A total of 226 participants provided valid tapping data in at least one trial, having already excluded all those who failed the pre-screening tests or the practice phase. For those participants who reported demographic information, ages ranged from 19 to 77 (M = 35.9, SD = 11.9), and 46% identified as female (54% as male).
Experiment 4
Participants were recruited online using Amazon Mechanical Turk and the same requirements described in Experiment 3. The complete experiment took approximately 15-20 minutes. A total of 144 participants provided valid tapping data in at least one trial, having excluded those who failed the pre-screening tests and practice phase. For those participants who reported demographic information, ages ranged from 18 to 69 (M = 36.4, SD = 9.97), and 51% identified as female (48% as male and 1% as other).

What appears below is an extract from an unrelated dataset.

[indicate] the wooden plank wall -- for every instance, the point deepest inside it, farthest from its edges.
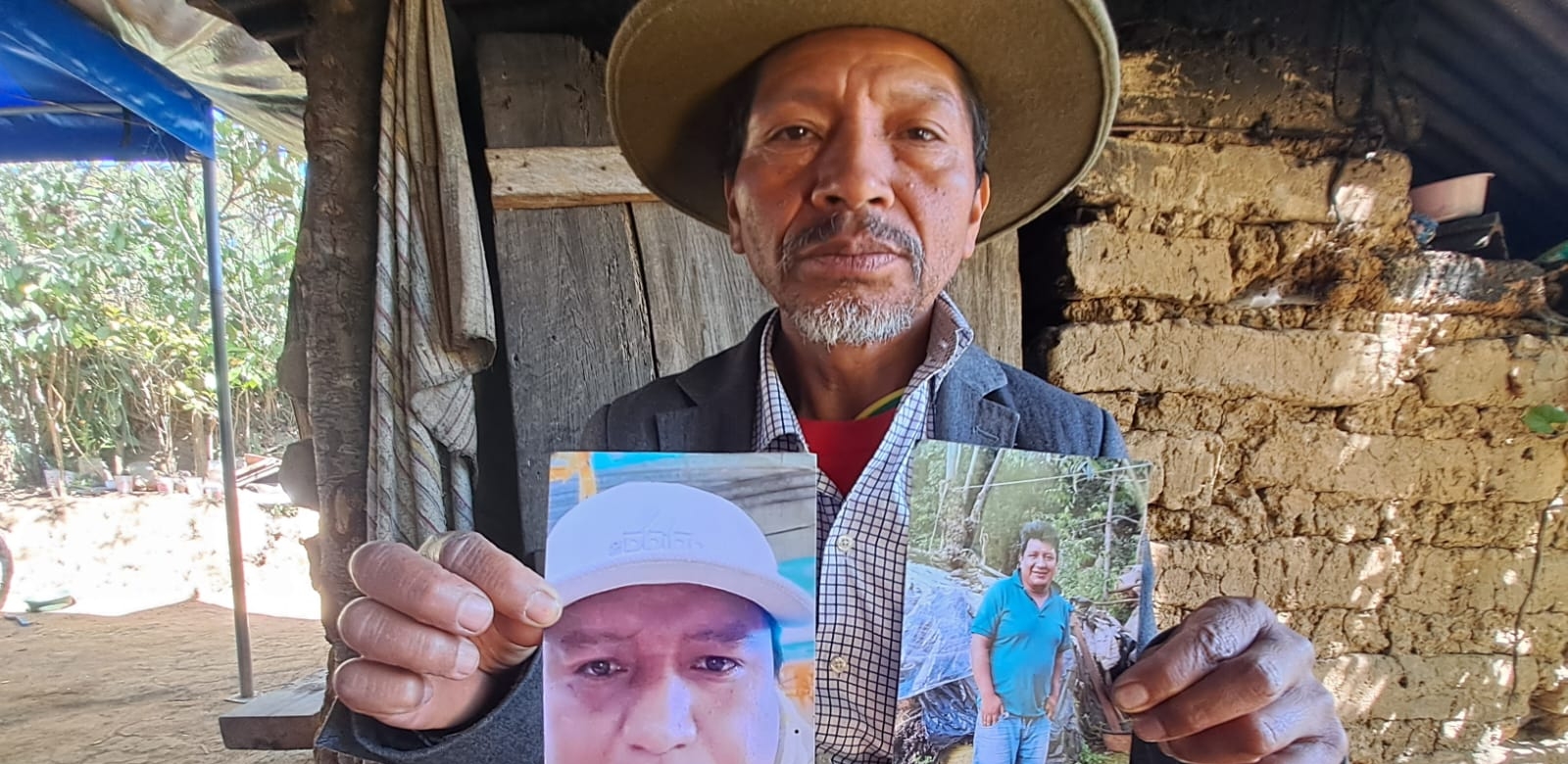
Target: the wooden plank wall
(603, 300)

Appendix B Trialling mean asynchrony as an alternative measure to SD of asynchrony
Here we repeat the main analyses concerning tapping accuracy (Experiment 2 and 3) using mean asynchrony instead of SD of asynchrony (see Figure S6). Overall, the results are very similar to the ones reported in the text using SD of asynchrony (see Figure 3 and 4, respectively).
Footnotes
↵1 There are two main methodological differences between the original experiment and the online replication: (i) the original experiment consisted of longer experimental sessions with few participants (N = 14; with 20 to 30 full chains per participant), and (ii) it did not mix the order of the iterations from different chains (participants had to complete a single chain before moving to the next one). In contrast, the online replication consisted of shorter sessions with more participants and mixed the order of the iterations from different chains.